The videos use a concept called “cinematic storytelling,” which combines engaging narrative with high production values and educational content accessible to low-literacy consumers. There are two videos. “Wheels” (00:45:00) and “Hello, Baby” (00:62:00). Each has an English and Spanish version as well as 30-second edit for use as broadcast PSAs.

With SKCs help, we will roll out the content, first to the 19 Safe Kids coalitions in California, and then to 350 Family Strengthening Organizations statewide. We plan to jointly develop and co-present at a number of national childhood injury prevention meetings and also inform parents through both conventional and new media releases and advisories.

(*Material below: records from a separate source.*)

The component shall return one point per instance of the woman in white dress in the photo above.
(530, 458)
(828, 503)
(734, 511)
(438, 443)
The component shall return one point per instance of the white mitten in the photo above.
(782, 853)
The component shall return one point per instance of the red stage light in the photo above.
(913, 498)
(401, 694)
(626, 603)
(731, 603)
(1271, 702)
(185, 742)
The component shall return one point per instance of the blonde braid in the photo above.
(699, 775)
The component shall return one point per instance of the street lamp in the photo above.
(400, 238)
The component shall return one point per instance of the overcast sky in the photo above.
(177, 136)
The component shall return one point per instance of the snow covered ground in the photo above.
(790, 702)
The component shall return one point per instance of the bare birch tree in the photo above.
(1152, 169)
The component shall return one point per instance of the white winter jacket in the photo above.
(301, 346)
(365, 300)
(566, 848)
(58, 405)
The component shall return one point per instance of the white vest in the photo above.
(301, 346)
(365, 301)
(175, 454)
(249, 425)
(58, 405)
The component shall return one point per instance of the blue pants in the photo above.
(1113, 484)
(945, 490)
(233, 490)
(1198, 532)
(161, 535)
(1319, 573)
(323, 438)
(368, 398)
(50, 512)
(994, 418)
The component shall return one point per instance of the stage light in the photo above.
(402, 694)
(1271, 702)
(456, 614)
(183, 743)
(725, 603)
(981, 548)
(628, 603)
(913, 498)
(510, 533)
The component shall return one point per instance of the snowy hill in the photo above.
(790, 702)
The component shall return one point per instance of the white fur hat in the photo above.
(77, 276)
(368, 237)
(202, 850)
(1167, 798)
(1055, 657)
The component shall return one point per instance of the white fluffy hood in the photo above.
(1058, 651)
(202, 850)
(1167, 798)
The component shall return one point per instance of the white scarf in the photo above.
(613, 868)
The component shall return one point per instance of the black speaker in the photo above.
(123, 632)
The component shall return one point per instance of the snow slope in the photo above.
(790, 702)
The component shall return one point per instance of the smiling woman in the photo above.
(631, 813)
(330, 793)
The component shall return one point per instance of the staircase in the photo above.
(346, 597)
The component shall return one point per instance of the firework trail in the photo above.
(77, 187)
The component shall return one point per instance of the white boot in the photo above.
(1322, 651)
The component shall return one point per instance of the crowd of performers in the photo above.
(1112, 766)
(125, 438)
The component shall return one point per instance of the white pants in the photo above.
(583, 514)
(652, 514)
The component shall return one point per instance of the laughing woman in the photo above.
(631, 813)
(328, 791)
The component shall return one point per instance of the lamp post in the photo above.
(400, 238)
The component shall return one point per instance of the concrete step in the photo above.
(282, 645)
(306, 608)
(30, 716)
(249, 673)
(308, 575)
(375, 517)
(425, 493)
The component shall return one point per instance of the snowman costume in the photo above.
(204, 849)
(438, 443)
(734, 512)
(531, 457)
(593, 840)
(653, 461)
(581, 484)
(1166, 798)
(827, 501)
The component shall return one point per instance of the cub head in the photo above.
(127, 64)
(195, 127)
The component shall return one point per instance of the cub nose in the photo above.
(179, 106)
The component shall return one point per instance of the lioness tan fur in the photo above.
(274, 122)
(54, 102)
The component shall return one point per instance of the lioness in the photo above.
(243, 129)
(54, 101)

This resource provides a toolkit for educating parents about recalls of children’s products for SKCs coalitions and extensive network of partners. Additionally, this project provides a new Spanish-language outreach resource to help organizations serving low-income Hispanic parents.

Learning Areas:

Assessment of individual and community needs for health education
Diversity and culture
Planning of health education strategies, interventions, and programs
Public health or related education

Learning Objectives:
Describe the the basics of cinematic storytelling Discuss cinematic storytelling as a teaching tool Identify how such an approach fits into an overall social marketing plan

Keyword(s): Public health or related education

Presenting author's disclosure statement:

Qualified on the content I am responsible for because: I am an award-winning writer/director/producer of short films as well as an experienced public health professionsal with 15 years of experience in research and a multi-year APHA, NIH and CDC conference presenter. I focus on Hispanic populations and have created of numerous national bilingual health education tools including some of the first digital tools for health workers, text-messaging campaigns, online games, apps and digital and mobile tools for public health programs and projects nationwide.
Any relevant financial relationships? No

I agree to comply with the American Public Health Association Conflict of Interest and Commercial Support Guidelines, and to disclose to the participants any off-label or experimental uses of a commercial product or service discussed in my presentation.